I runs me hand up Charlie's chest and opens each button as I go up. When all the buttons are undone, I pulls off Charlie's vest, sobbin' all the while.

Ah, Charlie, you was a good one, you was. You looked out for us in your way and took care of us in your way and always shared even though you didn't have to and was always happy in spite of all. And takin your clothes is prolly a sin, too, and I don't mean no disrespect, Charlie, hut I got to do it. I got to get away.

I slips Charlie's shirt over his ruined head as gentle as I can and then loosens the cord on his trousers and pulls them off. His legs flop all limp and slide on the stones and I remembers how they used to dance and caper and now they don't do nothin'.

Goodbye, Charlie. I close his dead eyes and kiss his dead cheek. You was my darlin.

Leavin' the alley, I sees a horse trough in the gloom and I commences to washin' Charlie's clothes what was dirtied by his dyin'. After I gets most of the blood and dirt off, I takes off me two shifts and rolls 'em up. I puts Charlie's clothes on wet, grateful it's a warm night. I puts the shiv in next to me ribs like Charlie always done and I sticks me old shifts under me arm and gets ready to head off, but then I hears a noise and jumps back quick in a doorway.
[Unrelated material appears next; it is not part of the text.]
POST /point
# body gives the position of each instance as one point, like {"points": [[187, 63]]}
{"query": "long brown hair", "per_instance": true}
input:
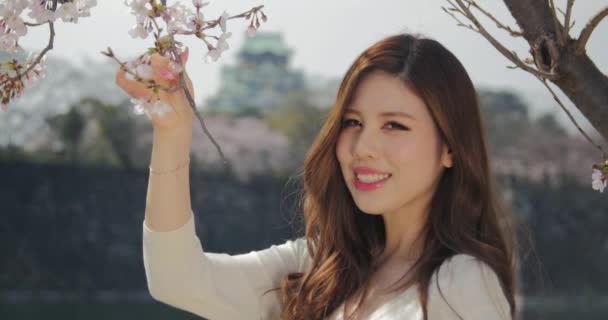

I peers out and there's Muck wheelin' his barrow toward the alley and toward all what's left of Rooster Charlie.

How long will it be 'fore it's me that Muck is coming after?

I'm lookin' down through the grate at the shapes below and I counts three, no, four of them huddled down there. Three girls, one boy.

'Psst! Toby!'

The shapes start in alarm. I'm startin' to shiver from the wet clothes, in spite of the warmth of the night. I hisses down through the grating, 'It's me, Mary, from Rooster Charlie's gang.'

Toby gets up and walks toward me, his face striped white and black from the moonlight and the shadow of the grate. 'What's up, then.'

'Charlie's been done,' I says, as even as I can.

'Wot? The Rooster done! It can't be!' wails one of the girls.

'Who done it?' asks Toby.

'Dunno,' says I. 'Prolly Muck.' Then I tells him what happened at the Bell and Boar and in Slipburn Alley.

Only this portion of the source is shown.